This past weekend, I was invited by one of my former youth group students from St. Peter’s (and god-sister to my kids) to be a Spiritual Director for New Beginnings. New Beginnings is a weekend retreat for 7th through 9th graders. Many dioceses have New Beginnings, including our own Diocese of Atlanta, but this one took place in my home diocese, the Diocese of Georgia at their camp and conference center Honey Creek. As many of you know, Honey Creek was almost as much of my childhood home as Augusta was. So I was honored when Kimberly asked me to serve, along with her father, my former rector at St. Peter’s, Sam Buice.
New Beginnings is a weekend that touches middle-schoolers where they are. That age group is in such flux, not quite children and not yet close to adulthood. They are learning about peer pressure, friendships, sexuality, family issues, and within all of those, how to navigate their own faith. New Beginnings does a really good job of addressing many of these issues.
The weekend is mostly led by teenagers. There are plenty of adults present to chaperone and support, but the youth are the ones who keep us on schedule, lead games, play music, give talks, facilitate small groups, and lead most worship services. It’s always quite amazing to see this take place. These young people do a great job of using their own God-given gifts to spread God’s love to all the new participants.

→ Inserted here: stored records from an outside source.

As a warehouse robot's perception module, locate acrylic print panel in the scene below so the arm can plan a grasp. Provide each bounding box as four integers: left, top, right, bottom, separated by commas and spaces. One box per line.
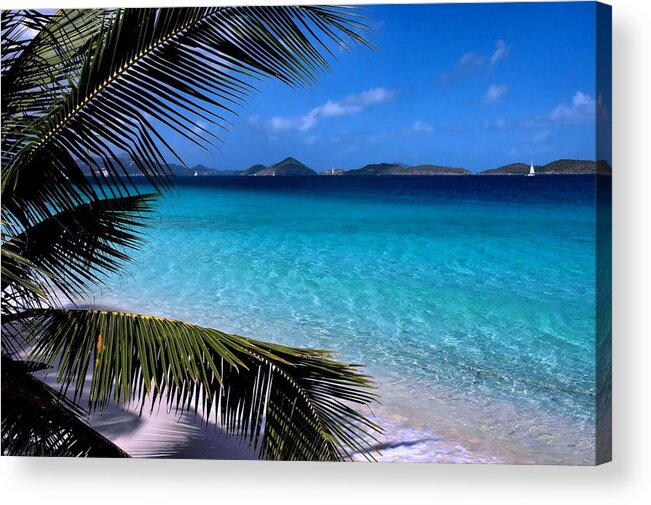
2, 2, 612, 465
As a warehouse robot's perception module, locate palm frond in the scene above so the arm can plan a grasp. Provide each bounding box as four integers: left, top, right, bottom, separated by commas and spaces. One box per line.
21, 310, 380, 460
2, 6, 366, 228
2, 194, 155, 298
1, 354, 129, 458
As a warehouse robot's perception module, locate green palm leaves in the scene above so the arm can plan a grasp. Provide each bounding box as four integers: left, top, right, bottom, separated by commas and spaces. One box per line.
2, 7, 380, 460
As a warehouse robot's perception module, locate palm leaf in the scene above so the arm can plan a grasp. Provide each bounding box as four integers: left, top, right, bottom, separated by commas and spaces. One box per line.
3, 6, 366, 225
21, 310, 380, 460
1, 354, 129, 458
2, 195, 155, 298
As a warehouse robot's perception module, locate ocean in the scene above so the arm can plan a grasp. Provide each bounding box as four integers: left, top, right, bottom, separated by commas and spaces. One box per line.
96, 175, 596, 464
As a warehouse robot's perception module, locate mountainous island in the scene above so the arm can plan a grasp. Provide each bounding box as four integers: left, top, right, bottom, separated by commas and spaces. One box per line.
240, 157, 316, 176
80, 154, 612, 177
479, 160, 597, 175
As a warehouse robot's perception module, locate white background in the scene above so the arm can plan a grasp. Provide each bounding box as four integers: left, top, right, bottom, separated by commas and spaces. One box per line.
0, 0, 651, 505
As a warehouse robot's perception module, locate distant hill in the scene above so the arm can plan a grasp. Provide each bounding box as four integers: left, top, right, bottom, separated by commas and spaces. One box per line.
479, 160, 597, 175
479, 163, 540, 175
343, 163, 470, 175
240, 163, 267, 175
255, 157, 316, 176
406, 165, 470, 175
184, 165, 227, 176
319, 168, 346, 175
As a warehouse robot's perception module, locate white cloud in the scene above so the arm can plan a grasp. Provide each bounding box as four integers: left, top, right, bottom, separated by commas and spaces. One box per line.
491, 39, 511, 65
408, 121, 434, 133
458, 51, 484, 68
482, 117, 509, 131
523, 91, 597, 127
531, 130, 550, 144
269, 87, 396, 132
484, 84, 509, 103
549, 91, 595, 124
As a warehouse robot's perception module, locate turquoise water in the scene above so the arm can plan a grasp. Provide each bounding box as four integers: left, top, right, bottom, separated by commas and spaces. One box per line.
97, 176, 595, 464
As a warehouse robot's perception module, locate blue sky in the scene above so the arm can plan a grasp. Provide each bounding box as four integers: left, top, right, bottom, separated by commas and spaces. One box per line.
172, 2, 596, 171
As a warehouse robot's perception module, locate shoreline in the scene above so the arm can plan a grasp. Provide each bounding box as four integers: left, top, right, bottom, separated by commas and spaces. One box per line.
70, 301, 593, 465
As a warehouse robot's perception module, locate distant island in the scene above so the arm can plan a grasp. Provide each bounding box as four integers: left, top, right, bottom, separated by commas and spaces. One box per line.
80, 155, 612, 177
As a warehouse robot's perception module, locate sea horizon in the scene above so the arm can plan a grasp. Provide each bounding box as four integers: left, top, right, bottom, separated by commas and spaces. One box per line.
88, 175, 595, 464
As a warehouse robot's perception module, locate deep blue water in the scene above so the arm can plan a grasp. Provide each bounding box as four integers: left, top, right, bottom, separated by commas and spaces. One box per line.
98, 176, 595, 463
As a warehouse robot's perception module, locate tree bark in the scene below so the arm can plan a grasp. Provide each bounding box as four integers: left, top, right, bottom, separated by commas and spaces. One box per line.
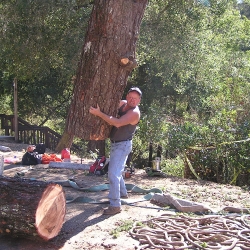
66, 0, 148, 140
0, 176, 66, 241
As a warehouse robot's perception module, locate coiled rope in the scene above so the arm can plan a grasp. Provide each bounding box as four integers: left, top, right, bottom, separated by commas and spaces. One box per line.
130, 214, 250, 250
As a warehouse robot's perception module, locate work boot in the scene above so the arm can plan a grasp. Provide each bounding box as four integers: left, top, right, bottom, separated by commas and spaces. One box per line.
103, 206, 122, 215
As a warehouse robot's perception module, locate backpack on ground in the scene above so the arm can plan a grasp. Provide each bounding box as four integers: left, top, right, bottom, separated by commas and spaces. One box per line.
89, 156, 109, 175
34, 143, 46, 154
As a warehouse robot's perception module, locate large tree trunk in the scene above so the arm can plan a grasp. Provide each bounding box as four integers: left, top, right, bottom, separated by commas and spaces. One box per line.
66, 0, 148, 140
0, 176, 66, 240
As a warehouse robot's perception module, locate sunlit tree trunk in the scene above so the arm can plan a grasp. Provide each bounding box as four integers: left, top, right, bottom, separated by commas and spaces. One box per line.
58, 0, 148, 149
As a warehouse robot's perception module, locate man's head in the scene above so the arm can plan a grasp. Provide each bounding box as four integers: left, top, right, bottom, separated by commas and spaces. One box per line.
126, 87, 142, 107
27, 145, 36, 153
128, 87, 142, 98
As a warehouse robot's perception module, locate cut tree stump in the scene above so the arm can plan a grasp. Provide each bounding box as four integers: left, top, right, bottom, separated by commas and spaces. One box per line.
0, 176, 66, 241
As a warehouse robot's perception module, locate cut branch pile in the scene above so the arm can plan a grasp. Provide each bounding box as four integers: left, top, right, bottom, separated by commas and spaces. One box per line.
130, 214, 250, 250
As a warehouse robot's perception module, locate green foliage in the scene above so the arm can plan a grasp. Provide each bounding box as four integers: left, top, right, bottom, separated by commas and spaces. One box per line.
161, 155, 184, 178
110, 220, 134, 238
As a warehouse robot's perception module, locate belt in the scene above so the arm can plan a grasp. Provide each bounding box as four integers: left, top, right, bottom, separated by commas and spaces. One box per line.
110, 139, 132, 143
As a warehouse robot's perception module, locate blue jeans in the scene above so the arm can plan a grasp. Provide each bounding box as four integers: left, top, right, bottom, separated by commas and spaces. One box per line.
108, 141, 132, 207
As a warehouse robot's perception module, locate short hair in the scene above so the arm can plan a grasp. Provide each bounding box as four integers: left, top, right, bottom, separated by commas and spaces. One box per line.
128, 87, 142, 97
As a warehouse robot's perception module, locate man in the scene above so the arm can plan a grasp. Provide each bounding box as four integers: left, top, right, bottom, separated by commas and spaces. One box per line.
89, 87, 142, 215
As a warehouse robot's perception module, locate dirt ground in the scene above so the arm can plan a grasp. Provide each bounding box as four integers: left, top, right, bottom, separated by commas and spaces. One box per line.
0, 140, 250, 250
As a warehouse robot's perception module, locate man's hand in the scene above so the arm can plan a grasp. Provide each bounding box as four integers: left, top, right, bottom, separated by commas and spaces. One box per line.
89, 104, 101, 116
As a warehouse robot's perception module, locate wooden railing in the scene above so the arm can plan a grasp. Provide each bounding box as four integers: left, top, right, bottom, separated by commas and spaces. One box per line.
0, 114, 81, 153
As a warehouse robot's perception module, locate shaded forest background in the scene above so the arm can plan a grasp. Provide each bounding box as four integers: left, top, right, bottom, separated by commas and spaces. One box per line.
0, 0, 250, 184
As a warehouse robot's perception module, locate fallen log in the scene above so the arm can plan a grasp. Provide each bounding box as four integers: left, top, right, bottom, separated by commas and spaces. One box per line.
49, 161, 91, 170
0, 176, 66, 241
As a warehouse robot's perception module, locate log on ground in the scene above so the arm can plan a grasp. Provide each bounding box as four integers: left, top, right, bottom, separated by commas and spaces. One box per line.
49, 161, 91, 170
0, 176, 66, 241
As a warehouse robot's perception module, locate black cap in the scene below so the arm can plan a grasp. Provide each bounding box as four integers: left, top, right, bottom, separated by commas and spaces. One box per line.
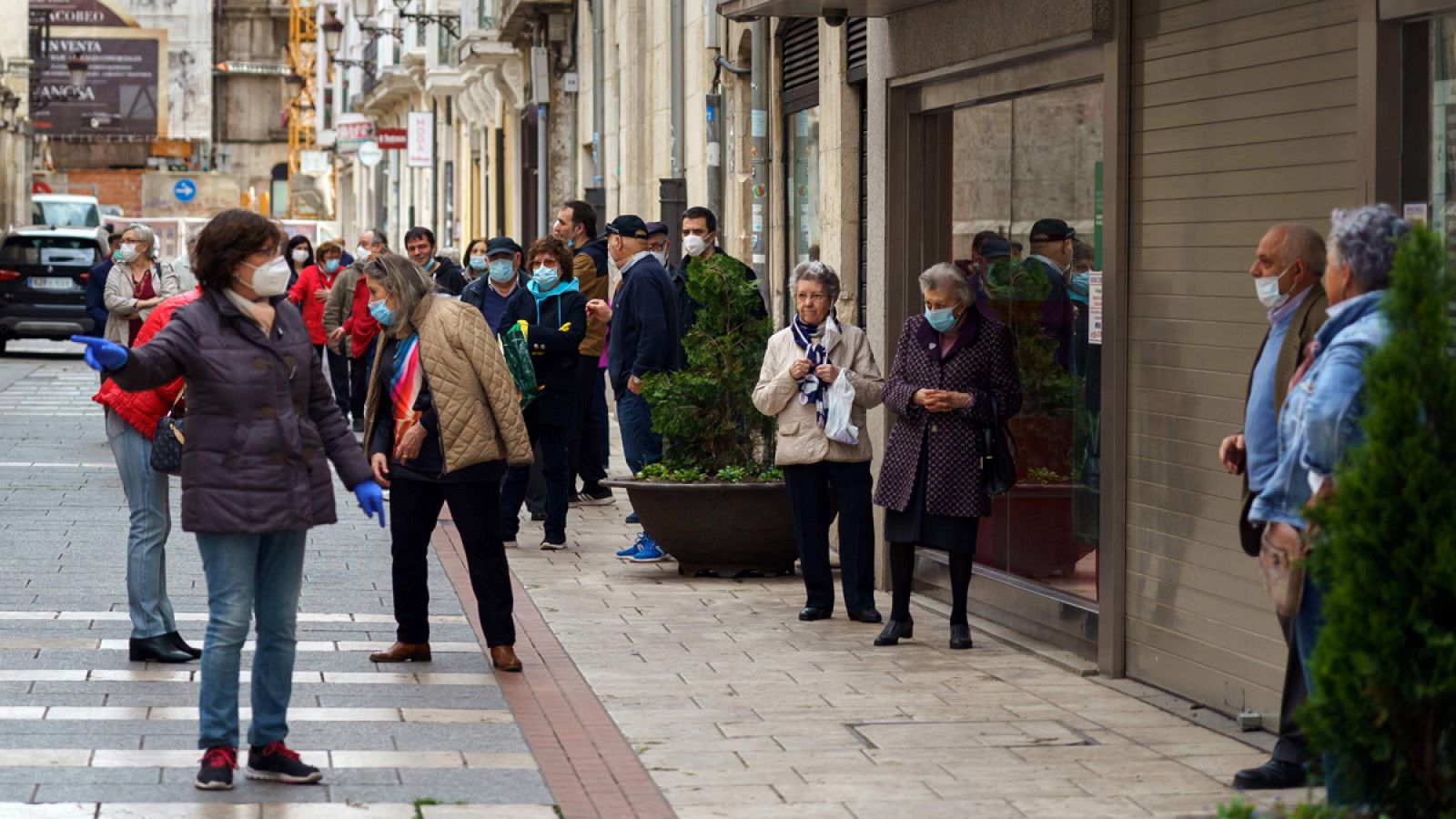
1028, 218, 1077, 242
981, 239, 1010, 261
485, 236, 521, 257
607, 213, 650, 239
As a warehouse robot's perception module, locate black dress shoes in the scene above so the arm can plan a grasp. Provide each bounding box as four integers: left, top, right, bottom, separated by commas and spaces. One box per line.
875, 618, 915, 645
163, 631, 202, 660
128, 634, 197, 663
951, 625, 971, 649
1233, 759, 1305, 790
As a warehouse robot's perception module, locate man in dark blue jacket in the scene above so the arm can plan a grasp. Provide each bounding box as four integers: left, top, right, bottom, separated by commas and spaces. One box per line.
587, 214, 680, 562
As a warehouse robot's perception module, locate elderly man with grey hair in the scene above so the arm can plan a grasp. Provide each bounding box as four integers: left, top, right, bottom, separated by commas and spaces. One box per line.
753, 261, 884, 622
1218, 225, 1328, 790
104, 221, 182, 347
875, 262, 1021, 649
1249, 204, 1410, 804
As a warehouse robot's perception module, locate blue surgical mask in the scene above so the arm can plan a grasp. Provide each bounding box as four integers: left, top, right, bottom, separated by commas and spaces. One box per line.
531, 267, 561, 293
925, 308, 956, 332
490, 259, 515, 284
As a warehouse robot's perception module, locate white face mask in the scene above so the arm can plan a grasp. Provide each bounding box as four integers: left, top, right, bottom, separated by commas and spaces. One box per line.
233, 257, 289, 298
682, 235, 708, 258
1254, 264, 1294, 310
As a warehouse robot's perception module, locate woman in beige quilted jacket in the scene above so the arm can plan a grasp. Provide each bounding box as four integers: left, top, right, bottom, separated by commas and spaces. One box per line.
753, 261, 885, 622
364, 254, 531, 672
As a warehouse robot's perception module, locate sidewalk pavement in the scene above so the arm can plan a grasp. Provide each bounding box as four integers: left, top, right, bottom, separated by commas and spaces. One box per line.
0, 344, 1318, 819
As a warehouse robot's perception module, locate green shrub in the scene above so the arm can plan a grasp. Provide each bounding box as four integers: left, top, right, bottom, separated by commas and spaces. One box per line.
1299, 228, 1456, 819
642, 254, 774, 480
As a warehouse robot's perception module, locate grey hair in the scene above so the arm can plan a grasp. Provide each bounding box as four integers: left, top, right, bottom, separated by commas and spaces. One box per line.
920, 262, 973, 305
1330, 204, 1410, 293
364, 254, 435, 339
794, 259, 839, 306
122, 221, 157, 254
1274, 225, 1325, 278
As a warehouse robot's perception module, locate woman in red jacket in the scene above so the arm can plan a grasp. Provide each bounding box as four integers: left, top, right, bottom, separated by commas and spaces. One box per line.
288, 239, 349, 417
92, 290, 202, 663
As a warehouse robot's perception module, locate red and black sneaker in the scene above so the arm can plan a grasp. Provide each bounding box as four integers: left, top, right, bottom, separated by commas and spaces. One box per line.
243, 742, 323, 785
192, 746, 238, 790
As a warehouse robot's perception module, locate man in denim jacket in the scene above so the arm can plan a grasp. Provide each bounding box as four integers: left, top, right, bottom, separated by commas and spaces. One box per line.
1218, 225, 1327, 790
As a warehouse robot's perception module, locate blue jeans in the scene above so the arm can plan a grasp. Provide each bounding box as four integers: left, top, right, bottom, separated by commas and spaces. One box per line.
500, 424, 571, 543
197, 532, 308, 749
106, 410, 177, 640
617, 389, 662, 475
592, 368, 612, 470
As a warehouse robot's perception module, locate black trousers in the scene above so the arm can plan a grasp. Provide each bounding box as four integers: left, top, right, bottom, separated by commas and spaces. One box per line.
784, 460, 875, 612
1274, 616, 1309, 765
566, 356, 607, 491
389, 469, 515, 649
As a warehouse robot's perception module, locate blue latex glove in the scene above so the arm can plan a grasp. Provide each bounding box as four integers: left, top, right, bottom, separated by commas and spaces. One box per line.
354, 480, 384, 529
71, 335, 129, 373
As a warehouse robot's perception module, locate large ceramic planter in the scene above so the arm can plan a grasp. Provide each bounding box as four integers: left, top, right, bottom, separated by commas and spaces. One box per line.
604, 480, 798, 577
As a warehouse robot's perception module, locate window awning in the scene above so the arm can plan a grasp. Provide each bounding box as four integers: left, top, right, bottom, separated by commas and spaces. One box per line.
718, 0, 935, 20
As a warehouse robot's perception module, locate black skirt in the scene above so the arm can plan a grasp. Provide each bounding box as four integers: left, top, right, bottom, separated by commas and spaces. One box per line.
885, 434, 981, 555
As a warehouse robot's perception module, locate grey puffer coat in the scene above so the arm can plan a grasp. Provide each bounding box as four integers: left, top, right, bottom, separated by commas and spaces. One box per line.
106, 290, 371, 533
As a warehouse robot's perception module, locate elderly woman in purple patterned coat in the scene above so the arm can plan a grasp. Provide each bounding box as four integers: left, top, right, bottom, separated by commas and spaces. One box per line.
875, 264, 1021, 649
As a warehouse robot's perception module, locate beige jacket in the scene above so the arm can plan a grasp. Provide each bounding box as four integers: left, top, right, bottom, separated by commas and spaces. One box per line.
104, 259, 182, 347
753, 316, 885, 465
364, 298, 531, 472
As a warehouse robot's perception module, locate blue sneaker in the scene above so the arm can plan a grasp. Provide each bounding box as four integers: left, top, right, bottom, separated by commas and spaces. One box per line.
628, 532, 667, 562
617, 532, 652, 560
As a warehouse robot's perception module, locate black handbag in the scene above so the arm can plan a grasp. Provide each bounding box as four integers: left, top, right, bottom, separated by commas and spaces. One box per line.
151, 392, 187, 475
981, 395, 1016, 495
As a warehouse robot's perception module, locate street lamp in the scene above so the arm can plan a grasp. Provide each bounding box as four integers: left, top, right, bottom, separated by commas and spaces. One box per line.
66, 54, 89, 90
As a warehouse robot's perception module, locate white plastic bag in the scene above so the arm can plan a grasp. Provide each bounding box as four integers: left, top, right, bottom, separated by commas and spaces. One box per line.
824, 371, 859, 446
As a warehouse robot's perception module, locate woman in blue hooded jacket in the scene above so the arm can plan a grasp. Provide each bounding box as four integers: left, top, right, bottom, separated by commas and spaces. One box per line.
1249, 206, 1410, 804
495, 238, 587, 550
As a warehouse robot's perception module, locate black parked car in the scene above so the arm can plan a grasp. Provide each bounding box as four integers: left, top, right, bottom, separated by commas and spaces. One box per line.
0, 228, 106, 353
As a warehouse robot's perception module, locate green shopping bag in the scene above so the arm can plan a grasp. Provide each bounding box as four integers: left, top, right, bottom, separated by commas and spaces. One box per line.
500, 324, 541, 410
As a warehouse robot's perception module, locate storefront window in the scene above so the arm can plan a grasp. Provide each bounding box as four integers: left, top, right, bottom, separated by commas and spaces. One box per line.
951, 83, 1102, 599
784, 108, 820, 315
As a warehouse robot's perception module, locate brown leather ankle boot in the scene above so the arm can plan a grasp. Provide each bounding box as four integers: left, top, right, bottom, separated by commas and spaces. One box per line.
369, 642, 430, 663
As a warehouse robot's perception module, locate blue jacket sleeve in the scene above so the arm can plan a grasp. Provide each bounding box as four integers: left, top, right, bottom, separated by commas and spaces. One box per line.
1300, 344, 1369, 475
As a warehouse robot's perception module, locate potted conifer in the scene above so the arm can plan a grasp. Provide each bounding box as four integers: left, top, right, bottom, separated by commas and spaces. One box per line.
610, 254, 798, 574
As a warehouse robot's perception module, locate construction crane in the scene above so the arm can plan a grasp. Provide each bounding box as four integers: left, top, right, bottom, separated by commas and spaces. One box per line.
287, 0, 320, 218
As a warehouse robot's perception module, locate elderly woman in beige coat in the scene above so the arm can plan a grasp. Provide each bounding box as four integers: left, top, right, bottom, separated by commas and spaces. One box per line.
753, 261, 884, 622
105, 223, 182, 347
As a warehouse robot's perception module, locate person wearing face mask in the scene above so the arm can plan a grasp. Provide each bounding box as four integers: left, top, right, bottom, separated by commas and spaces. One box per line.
323, 228, 389, 433
460, 236, 527, 332
1218, 225, 1330, 790
405, 226, 466, 296
105, 223, 182, 347
875, 262, 1021, 649
551, 199, 616, 506
364, 254, 531, 672
587, 214, 682, 562
1012, 218, 1077, 370
288, 239, 349, 417
500, 238, 587, 551
73, 208, 384, 790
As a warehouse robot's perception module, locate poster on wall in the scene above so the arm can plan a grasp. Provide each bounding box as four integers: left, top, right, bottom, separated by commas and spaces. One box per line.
31, 27, 167, 137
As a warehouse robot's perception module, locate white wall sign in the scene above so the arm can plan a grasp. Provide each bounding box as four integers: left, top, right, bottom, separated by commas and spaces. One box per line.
405, 111, 435, 167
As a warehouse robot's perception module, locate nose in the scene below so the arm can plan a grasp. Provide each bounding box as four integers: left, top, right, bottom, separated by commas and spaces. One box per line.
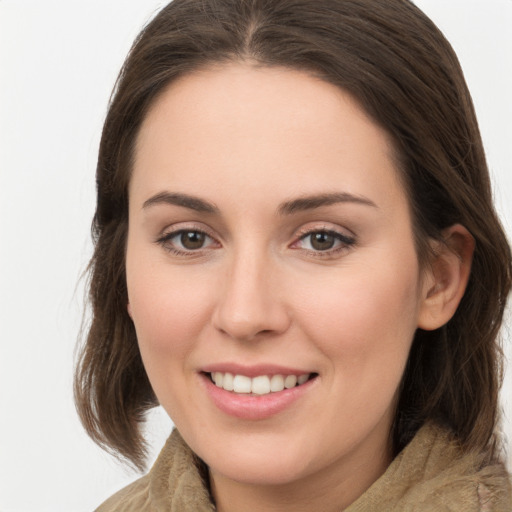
213, 251, 291, 341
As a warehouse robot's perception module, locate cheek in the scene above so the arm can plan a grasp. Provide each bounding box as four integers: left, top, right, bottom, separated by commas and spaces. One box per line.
127, 264, 216, 363
294, 258, 419, 383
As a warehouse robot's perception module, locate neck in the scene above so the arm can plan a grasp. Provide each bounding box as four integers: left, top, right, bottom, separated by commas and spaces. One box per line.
209, 436, 391, 512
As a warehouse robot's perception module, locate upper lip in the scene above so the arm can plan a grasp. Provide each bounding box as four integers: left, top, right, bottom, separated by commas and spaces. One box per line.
201, 362, 314, 378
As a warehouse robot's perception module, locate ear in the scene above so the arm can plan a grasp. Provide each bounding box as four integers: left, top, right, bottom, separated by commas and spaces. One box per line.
418, 224, 475, 331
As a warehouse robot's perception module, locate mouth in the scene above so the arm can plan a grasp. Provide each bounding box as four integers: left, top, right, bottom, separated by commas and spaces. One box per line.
205, 372, 318, 396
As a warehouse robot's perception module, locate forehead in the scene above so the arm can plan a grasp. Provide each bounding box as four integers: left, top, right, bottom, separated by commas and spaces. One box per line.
133, 63, 401, 210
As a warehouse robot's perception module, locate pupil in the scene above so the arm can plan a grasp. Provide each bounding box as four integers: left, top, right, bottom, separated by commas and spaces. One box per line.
181, 231, 205, 249
311, 233, 335, 251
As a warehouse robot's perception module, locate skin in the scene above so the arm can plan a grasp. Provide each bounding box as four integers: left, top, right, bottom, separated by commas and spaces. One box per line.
126, 63, 472, 512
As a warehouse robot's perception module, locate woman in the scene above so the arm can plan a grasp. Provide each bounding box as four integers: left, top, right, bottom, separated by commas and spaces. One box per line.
75, 0, 512, 512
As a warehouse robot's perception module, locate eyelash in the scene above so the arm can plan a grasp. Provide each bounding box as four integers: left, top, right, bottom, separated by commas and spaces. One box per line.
292, 228, 356, 258
156, 227, 356, 258
156, 227, 218, 257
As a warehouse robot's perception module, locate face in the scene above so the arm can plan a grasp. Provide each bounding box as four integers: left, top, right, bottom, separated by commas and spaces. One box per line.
126, 64, 425, 496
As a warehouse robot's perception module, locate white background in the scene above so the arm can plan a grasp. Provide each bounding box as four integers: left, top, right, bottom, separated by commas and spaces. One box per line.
0, 0, 512, 512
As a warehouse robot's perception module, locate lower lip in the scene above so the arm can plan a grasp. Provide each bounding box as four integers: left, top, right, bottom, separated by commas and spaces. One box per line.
201, 374, 318, 421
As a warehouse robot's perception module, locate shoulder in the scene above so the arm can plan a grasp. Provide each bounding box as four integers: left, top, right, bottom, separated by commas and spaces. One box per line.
95, 430, 215, 512
95, 475, 151, 512
346, 424, 512, 512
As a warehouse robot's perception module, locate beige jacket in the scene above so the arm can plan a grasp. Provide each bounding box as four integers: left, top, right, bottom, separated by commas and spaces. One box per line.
96, 425, 512, 512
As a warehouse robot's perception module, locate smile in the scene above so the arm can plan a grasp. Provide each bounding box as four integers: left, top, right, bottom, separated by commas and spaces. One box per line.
209, 372, 316, 396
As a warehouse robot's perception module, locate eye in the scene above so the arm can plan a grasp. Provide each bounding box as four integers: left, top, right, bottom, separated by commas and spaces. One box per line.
294, 230, 355, 253
157, 229, 217, 255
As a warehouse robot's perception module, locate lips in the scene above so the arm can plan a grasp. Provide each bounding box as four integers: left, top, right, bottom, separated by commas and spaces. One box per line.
200, 364, 319, 421
210, 372, 313, 395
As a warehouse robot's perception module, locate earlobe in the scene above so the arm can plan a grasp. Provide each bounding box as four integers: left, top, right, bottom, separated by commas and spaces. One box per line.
418, 224, 475, 331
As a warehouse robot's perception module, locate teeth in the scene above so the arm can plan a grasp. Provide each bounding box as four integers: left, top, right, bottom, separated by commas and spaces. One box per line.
211, 372, 310, 395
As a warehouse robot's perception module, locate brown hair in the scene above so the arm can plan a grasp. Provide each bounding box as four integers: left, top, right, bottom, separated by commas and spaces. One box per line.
75, 0, 511, 468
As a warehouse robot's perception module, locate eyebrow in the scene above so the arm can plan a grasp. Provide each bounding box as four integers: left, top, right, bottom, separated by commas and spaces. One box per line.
142, 192, 219, 213
277, 192, 378, 215
142, 192, 377, 215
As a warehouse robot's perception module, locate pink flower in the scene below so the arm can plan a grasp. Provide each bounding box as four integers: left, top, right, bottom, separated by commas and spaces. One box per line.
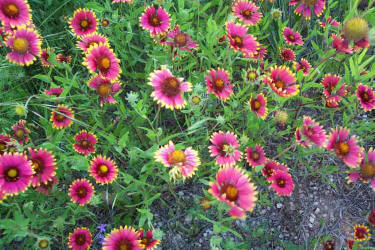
295, 116, 327, 147
82, 44, 121, 81
70, 9, 98, 37
69, 179, 95, 206
249, 93, 268, 120
327, 127, 363, 168
208, 166, 258, 218
155, 141, 201, 179
209, 131, 242, 166
103, 226, 142, 250
227, 22, 259, 57
148, 66, 191, 110
0, 153, 34, 195
289, 0, 325, 19
356, 84, 375, 111
246, 145, 266, 167
270, 170, 294, 196
204, 68, 233, 101
232, 0, 262, 25
139, 5, 170, 36
28, 148, 56, 187
5, 26, 42, 66
283, 27, 303, 45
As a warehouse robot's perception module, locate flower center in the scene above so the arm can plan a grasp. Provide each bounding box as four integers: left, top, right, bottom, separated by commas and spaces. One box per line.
149, 15, 160, 27
224, 184, 238, 202
233, 36, 243, 47
77, 187, 87, 198
361, 92, 370, 102
15, 129, 25, 138
253, 100, 261, 110
98, 164, 108, 176
79, 19, 90, 30
174, 33, 187, 47
242, 10, 252, 19
76, 234, 86, 246
97, 56, 111, 72
251, 151, 260, 161
360, 163, 375, 179
336, 142, 349, 155
161, 77, 180, 96
2, 3, 20, 18
116, 240, 132, 250
96, 83, 112, 97
168, 150, 186, 165
13, 38, 29, 53
5, 168, 19, 182
276, 179, 285, 188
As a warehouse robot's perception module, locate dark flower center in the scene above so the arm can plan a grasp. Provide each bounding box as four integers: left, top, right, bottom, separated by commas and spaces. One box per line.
96, 83, 112, 97
96, 56, 111, 72
76, 234, 86, 246
148, 15, 161, 27
174, 33, 188, 47
161, 77, 180, 96
1, 3, 20, 18
5, 167, 19, 182
77, 187, 87, 198
360, 163, 375, 179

The weekend always starts off a little awkward. Teenagers are still used to their school identities, where you clump with your friends or similar-looking people. But very quickly, they are engaged in games, singing, and small groups that allow these walls to crumble. By the middle of the second day, these young people are arm-in-arm as they sing, laugh, play, and learn.
For as many weekends like these that I’ve done, I am still in awe of that transformation. It’s a sign of God’s kingdom present in our world. It’s a beacon of light and hope in our sometimes dark world. I’m also amazed by the friendships that are forged here, which last forever. There were adults on the weekend with whom I went through these programs as a teenager, and some who were youth when I was first ordained, who have now grown into maturity and are giving back by supporting the programs and leading them behind-the-scenes.
The climax of New Beginnings is a “sin-burning service.” We explain that sin is separation from God and that God always forgives them and wants them back. We invite them to write these sins on slips of paper and then invite them to bring them to the altar, where there is a bowl of flames waiting to consume their paper and their sins. It’s a tangible reality of God’s consuming love for us. As you can imagine, it’s an intensely emotional experience for young people who have never heard this message before. Afterwards, we invited them to come for healing prayers. After receiving forgiveness, they are healed in mind, body, and spirit and thus, a new beginning is made.
While things change at Honey Creek as I get older, and while God’s beloved children are making fresh starts and new changes, I am struck by how simple, important, and constant the message of God’s forgiveness is. That message that was communicated to me as a teenager is still being communicated on the holy ground of Honey Creek. The same could be said for Camp Mikell, or any other place where these types of programs happen.
The church is indeed alive and well, my friends. As Kimberly told the group in her talk entitled The Church and Me, we are not called to go to church, we are called to be the church.
As I listened, 15 years since I first went to a New Beginnings, a new beginning was forged in my heart again. Thanks be to God!